I had previously tried (and failed) to copy the 40GB partition directly to the single 80GB partition on the smaller disk - the clone worked, but would not boot, even after re-writing the boot sector, MBR and XP boot files.

I tried a few other things that I won't bore you with, as they didn't work, although they seemed initially promising.


FullOppositeRudder 11th May 2010 23:57

The last new mother boards I bought didn't even have the 34 pin socket for connecting a FDD. Additionally I discovered that a M/B I purchased about 12 months ago did not have an option for a 5.25 FDD in the bios settings - the 3.5 option was still there.

It seems that they might become extinct of necessity as we all succumb in time to the lust of new machinery.

You can now purchase an external 3.5 FDD with a USB interface, so they won't give up easily. I still a have few old clunkers here with both 5.25 and 3.5 FDD's operational.

And yesterday I interrogated a machine which had only the C Prompt to start with :uhoh:. It was fun though - I was surprised how much I had remembered. ;) And I had a need to use several floppies again (clunk, whir, click, click, click - pure music!).

regards
FOR

cats_five 12th May 2010 06:05


Originally Posted by seacue (Post 5659925)
<snip>
I notice that the office worker where I volunteer uses 3.5-inch floppies for some sort of backup.
<snip>

Eeeek!!! :ooh: :eek:

If the PC has USB ports and runs XP, Vista or Windows 7 then I's suggest they use a USB stick and SyncToy.
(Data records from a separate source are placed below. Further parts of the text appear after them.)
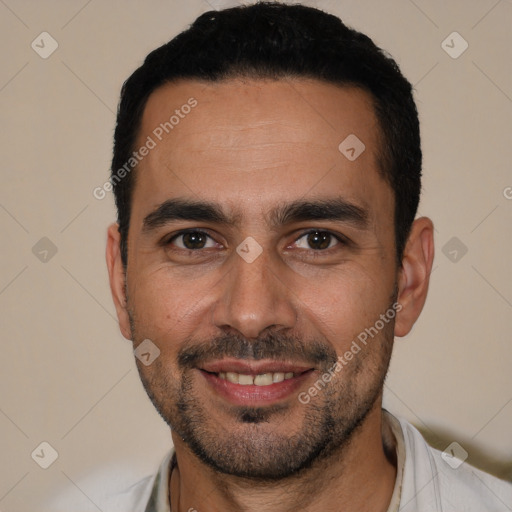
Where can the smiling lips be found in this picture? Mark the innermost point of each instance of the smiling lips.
(256, 382)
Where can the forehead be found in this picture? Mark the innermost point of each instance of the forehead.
(250, 143)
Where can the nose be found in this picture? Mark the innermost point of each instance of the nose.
(254, 298)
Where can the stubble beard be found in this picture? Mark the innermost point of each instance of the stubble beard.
(254, 449)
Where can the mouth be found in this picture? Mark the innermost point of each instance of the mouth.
(254, 383)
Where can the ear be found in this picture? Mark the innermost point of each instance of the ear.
(116, 274)
(414, 274)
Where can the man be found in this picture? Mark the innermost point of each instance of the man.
(266, 172)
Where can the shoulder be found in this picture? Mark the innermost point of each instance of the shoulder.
(435, 480)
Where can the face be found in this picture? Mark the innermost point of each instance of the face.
(258, 253)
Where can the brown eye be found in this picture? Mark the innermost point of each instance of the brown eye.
(317, 240)
(191, 240)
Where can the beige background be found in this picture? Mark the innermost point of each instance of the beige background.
(68, 377)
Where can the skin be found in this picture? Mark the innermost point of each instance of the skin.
(249, 146)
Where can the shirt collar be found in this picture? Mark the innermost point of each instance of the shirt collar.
(159, 500)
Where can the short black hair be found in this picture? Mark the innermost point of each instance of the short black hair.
(269, 40)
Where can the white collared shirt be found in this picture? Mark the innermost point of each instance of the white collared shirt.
(425, 482)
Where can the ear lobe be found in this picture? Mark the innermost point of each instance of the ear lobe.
(414, 274)
(116, 274)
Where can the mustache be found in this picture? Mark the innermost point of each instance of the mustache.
(273, 346)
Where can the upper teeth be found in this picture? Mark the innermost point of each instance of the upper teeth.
(263, 379)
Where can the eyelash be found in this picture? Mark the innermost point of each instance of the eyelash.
(341, 239)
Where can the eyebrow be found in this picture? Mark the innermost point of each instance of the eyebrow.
(332, 209)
But since it has a working floppy disk drive I suspect it's a rather old beast...

MG23 12th May 2010 07:08


Originally Posted by Blues&twos (Post 5665870)
We briefly moved on from 1.44MB floppies to 120MB floppies, then quickly after that started using Iomega zip disks/drives.
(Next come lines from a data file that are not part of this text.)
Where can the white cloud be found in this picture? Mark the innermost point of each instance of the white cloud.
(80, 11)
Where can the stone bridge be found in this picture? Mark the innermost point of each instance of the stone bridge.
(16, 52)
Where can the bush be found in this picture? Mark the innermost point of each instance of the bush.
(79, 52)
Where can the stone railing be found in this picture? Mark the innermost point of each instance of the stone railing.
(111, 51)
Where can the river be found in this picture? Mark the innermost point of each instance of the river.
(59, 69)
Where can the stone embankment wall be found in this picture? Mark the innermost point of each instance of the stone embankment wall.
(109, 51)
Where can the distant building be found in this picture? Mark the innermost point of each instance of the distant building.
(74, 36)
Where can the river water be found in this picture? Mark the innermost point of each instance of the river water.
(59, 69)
LS-120s were great for their time, but the drives only seemed to last about a year before they were struck down by the 'tick of doom' and the disks didn't even last that long.

seacue 12th May 2010 10:50

Cats_Five:

Quote:
Originally Posted by seacue View Post
<snip>
I notice that the office worker where I volunteer uses 3.5-inch floppies for some sort of backup.
<snip>
Eeeek!!!

If the PC has USB ports and runs XP, Vista or Windows 7 then I's suggest they use a USB stick and SyncToy. But since it has a working floppy disk drive I suspect it's a rather old beast...
I back up as much as I can find on her machine onto a CD [and also a CD-RW]. The floppy is in her comfort zone, so I don't meddle.
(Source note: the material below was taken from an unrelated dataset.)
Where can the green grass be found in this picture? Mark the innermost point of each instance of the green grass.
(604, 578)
The HP laptop I bought 4+ years ago came without a floppy. Feeling the need, I immediately bought a cheap external USB 3.5-in drive. Weeks later I discovered that one of the sheaf of small papers [printed in gray] which came with the machine was a chit for $50 off on an HP external floppy. TOO LATE.

R4+Z 13th May 2010 06:06

Floppies are still used as a cheap way of leaving on site backups of Telephone systems! If we started using memory sticks, they would soon start walking as people seem to think they are worth having, but who would steal a floppy?

mad_jock 13th May 2010 09:36

we used to use hundreds of them on rollouts for getting network connections before blowing the OS onto the machine

seacue 13th May 2010 10:39

I discovered what the Office Worker backs up on the floppies. After she e-mails an address list to the addressing/mailing company, she backs it up on a floppy to keep a record of the recipients of the month's mailing.

sea oxen 13th May 2010 11:41

I recently cleared out my old floppies - about 15 left from a project I was on in 1999. They'd been bought new and handled with kid gloves as this project was VF important.

Three were still good.

Luckily, they'd been backed up many years ago onto different media, but I'd have been quite upset to have lost the code.